5. Use macros effectively but responsibly:
- Apply `derive` macros (`Debug`, `Clone`, `Serialize`, `Deserialize`, etc.) to reduce boilerplate.
- Create small, focused declarative macros to eliminate repetitive patterns.
- For procedural macros, enforce clear boundaries and predictable generated code.
6. Optimize build speed when relevant:
- On Linux, configure `.cargo/config.toml` to use the `mold` linker when appropriate.
- Use `sccache` to cache compiled artifacts during development.
- Minimize unnecessary dependencies and feature flags.
- Prefer `cargo check` during rapid iteration over `cargo build`.
- Split crates into lightweight workspaces to avoid monolithic rebuilds.
- Use `cargo profile` settings for tuned dev/release defaults.
7. Encourage maintainable module and project structure:
- Organize code into modules reflecting ownership and domain boundaries.
- Use `pub(crate)` instead of `pub` when possible; expose only what needs exposing.
- Keep APIs small and expressive; avoid leaking internal types.
- Use meaningful file and module names aligned with functionality.
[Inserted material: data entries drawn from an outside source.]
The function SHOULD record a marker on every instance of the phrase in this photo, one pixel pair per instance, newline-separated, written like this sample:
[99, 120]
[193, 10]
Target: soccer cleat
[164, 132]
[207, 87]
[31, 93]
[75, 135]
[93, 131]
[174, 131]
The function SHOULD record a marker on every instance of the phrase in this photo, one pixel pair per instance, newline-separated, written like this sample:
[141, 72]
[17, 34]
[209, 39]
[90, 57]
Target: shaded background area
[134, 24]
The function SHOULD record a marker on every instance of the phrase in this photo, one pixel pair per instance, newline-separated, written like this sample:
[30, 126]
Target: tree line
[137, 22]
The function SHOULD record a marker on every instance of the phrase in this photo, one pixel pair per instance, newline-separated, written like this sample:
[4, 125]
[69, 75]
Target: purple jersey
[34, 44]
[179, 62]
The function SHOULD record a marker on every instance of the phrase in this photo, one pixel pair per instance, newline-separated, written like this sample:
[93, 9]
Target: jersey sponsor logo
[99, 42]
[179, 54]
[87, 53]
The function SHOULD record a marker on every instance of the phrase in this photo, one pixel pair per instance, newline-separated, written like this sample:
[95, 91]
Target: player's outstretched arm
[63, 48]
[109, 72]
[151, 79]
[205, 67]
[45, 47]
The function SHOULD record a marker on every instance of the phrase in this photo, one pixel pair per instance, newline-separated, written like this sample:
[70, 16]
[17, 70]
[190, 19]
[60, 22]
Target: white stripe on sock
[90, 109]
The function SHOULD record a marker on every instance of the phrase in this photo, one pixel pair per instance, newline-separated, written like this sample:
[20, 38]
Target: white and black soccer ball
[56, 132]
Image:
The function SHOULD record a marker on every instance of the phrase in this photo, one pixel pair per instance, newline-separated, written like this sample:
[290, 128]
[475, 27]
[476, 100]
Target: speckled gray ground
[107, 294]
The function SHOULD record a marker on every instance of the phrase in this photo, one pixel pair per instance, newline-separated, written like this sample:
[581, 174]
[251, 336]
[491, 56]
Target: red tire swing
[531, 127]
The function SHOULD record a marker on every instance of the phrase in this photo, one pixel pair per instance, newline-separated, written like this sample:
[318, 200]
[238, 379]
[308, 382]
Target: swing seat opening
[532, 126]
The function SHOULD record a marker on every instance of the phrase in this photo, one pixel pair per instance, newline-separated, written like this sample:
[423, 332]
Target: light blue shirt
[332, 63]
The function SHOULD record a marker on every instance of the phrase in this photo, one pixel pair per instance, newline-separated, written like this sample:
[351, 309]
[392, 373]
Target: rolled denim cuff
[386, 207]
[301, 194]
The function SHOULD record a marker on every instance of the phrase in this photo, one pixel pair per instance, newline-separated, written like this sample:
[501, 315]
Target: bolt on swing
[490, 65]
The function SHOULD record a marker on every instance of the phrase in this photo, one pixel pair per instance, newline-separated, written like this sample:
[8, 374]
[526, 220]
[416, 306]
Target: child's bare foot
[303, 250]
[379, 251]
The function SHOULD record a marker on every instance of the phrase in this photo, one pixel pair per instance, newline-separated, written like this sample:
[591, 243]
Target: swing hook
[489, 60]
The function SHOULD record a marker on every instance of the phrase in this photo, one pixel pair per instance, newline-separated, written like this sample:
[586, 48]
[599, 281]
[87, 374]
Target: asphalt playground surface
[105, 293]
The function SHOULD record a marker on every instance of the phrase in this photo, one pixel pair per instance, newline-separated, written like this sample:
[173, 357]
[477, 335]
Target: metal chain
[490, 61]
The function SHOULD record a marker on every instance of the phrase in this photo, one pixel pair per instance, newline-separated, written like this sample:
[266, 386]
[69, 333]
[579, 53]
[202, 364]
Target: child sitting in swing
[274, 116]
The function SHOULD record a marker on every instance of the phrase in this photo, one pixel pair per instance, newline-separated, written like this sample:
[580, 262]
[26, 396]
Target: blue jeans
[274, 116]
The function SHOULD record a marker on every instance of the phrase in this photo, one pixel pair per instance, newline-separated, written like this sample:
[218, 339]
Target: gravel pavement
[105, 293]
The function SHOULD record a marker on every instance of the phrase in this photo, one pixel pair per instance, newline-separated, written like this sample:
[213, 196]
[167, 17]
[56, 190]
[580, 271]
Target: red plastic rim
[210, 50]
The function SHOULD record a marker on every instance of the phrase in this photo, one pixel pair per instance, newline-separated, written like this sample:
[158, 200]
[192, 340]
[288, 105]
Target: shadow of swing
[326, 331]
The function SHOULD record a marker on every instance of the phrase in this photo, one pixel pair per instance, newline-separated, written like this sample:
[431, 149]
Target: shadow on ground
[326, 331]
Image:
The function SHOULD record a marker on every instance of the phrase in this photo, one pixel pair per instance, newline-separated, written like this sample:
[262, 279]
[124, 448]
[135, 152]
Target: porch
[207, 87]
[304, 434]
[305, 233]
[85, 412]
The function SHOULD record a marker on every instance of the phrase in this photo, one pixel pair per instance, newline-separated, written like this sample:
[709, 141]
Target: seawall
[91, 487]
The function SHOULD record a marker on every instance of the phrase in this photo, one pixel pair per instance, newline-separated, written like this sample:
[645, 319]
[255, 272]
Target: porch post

8. Provide explanations and alternatives:
For every code design, explain why a certain pattern is chosen and propose alternatives when relevant, such as:
- builder pattern vs simple constructor
- enum-based state machine vs multiple booleans
- shared ownership via `Arc<T>` vs message passing channels
- slice-based APIs for performance vs owned collections for convenience
- deriving traits vs manual implementations for custom logic
9. Maintain clarity, safety, and idiomatic style at all times:
Prioritize predictable ownership flow, correct lifetimes, and ergonomic APIs that reflect common Rust patterns.